Edible oil industry disappointed with this Budget decision
Edible oil industry body SEA on Wednesday said the government should provide adequate funds for achieving its target to boost domestic production of oilseeds but expressed disappointment that import duties on cooking oils were not increased in the Budget.
In her budget speech on Tuesday, Finance Minister Nirmala Sitharaman said, “For achieving self-sufficiency in pulses and oilseeds, we will strengthen their production, storage and marketing.”
Reacting to the Budget proposal, Solvent Extractors' Association of India (SEA) President Ajay Jhunjhunwala said, “We congratulate the government for announcing the National Mission for Edible Oils focussing on key oilseeds like mustard, groundnut, sesame, soybean, and sunflower.” This initiative encompasses crucial aspects such as research for high-yielding varieties, the widespread adoption of modern farming techniques, establishment of market linkages, procurement, value addition and crop insurance, he said in a letter to the members of the association.
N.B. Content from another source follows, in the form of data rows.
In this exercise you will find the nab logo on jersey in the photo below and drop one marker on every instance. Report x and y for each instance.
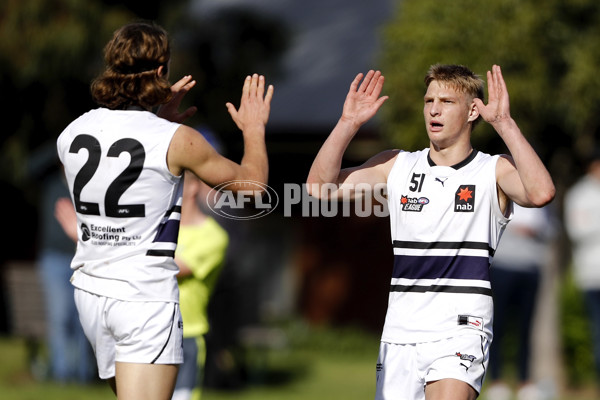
(464, 200)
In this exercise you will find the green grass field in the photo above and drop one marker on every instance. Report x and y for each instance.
(316, 364)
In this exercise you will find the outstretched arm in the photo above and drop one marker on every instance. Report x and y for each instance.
(189, 150)
(523, 177)
(362, 103)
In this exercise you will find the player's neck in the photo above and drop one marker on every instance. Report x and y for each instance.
(449, 156)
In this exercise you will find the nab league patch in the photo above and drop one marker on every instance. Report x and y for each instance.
(464, 200)
(415, 204)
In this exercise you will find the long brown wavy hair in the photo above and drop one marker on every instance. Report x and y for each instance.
(132, 59)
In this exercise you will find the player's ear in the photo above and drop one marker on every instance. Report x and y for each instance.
(473, 112)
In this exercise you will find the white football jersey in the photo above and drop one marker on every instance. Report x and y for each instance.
(446, 223)
(127, 201)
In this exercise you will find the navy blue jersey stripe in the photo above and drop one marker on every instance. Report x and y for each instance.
(403, 244)
(175, 209)
(434, 267)
(161, 253)
(441, 289)
(168, 231)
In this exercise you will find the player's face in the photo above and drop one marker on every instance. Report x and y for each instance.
(447, 113)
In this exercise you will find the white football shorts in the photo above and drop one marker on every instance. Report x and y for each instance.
(403, 370)
(130, 331)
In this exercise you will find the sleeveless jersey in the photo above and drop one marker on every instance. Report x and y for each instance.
(446, 223)
(127, 201)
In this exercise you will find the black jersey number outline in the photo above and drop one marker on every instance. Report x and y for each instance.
(416, 182)
(121, 183)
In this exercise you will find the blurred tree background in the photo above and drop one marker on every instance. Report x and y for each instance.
(50, 50)
(547, 53)
(545, 49)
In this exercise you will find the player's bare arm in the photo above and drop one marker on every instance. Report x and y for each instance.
(362, 103)
(522, 177)
(190, 150)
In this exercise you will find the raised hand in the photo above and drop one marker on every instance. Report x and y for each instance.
(255, 105)
(498, 108)
(363, 102)
(170, 110)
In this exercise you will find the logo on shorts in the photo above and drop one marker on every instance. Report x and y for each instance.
(465, 199)
(466, 357)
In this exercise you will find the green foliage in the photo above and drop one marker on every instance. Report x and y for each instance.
(545, 49)
(575, 335)
(49, 52)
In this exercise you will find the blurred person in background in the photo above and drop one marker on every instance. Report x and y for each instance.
(582, 221)
(124, 167)
(516, 273)
(200, 254)
(70, 354)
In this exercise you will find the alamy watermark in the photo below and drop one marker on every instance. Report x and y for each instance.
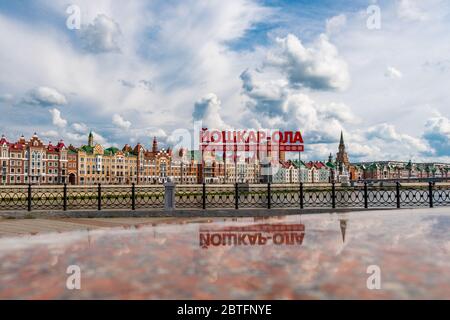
(73, 21)
(374, 280)
(73, 281)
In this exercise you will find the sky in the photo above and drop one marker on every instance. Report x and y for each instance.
(377, 70)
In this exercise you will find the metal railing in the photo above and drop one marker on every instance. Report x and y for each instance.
(238, 196)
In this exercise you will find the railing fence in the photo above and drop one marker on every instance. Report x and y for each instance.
(237, 196)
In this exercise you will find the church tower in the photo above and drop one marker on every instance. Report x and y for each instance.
(91, 140)
(342, 156)
(155, 145)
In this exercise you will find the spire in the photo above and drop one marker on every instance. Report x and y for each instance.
(155, 145)
(91, 139)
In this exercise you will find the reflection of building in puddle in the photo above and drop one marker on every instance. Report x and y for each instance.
(343, 225)
(252, 235)
(209, 264)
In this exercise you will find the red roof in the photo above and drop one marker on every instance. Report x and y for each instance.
(3, 141)
(15, 147)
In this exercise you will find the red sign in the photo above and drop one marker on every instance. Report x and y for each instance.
(251, 140)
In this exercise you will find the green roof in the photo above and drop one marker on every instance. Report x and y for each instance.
(331, 165)
(296, 164)
(87, 149)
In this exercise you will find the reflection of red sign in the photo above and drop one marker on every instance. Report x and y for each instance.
(251, 140)
(253, 235)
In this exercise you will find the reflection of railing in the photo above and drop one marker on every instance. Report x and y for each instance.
(237, 196)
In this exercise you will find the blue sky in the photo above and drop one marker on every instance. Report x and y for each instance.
(142, 69)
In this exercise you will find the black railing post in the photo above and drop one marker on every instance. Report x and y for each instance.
(430, 193)
(65, 197)
(236, 196)
(301, 195)
(133, 196)
(333, 195)
(29, 197)
(99, 196)
(366, 196)
(204, 196)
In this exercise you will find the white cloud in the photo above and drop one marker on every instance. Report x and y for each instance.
(437, 133)
(335, 24)
(393, 73)
(45, 96)
(6, 97)
(57, 120)
(80, 127)
(318, 67)
(207, 109)
(120, 122)
(51, 134)
(103, 35)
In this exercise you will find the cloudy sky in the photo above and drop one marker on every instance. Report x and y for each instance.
(378, 70)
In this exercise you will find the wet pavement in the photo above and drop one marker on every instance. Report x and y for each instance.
(322, 256)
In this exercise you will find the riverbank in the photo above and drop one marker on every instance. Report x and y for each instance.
(182, 213)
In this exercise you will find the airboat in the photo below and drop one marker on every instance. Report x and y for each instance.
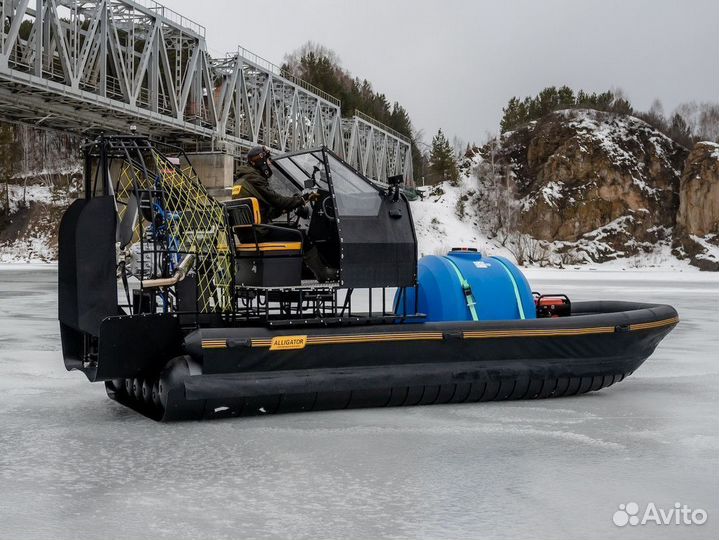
(189, 307)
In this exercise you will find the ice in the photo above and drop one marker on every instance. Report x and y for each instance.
(74, 464)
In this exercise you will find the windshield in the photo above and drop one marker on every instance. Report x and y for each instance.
(355, 196)
(301, 167)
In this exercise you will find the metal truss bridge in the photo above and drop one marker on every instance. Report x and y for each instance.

However, the SEA President rued that import duties on cooking oils were not hiked.
“We are a bit disappointed by the fact that no announcement has been made on increasing import duties on edible oils as well as raising the duty difference between crude oils and refined oils to a minimum of 15 per cent,” Jhunjhunwala said.
He said the association has been requesting the government to increase import duties on edible oils to help incentivise oilseed farmers, “but it seems it has missed the attention of the Finance Minister”.
“The domestic refining industry has been suffering due to heavy imports of refined edible oils which is contrary to our Prime Minister’s ‘Make in India’ dream. The capacity utilisation of our refining industry is suffering very badly and also resulting in loss of employment opportunities,” Jhunjhunwala said.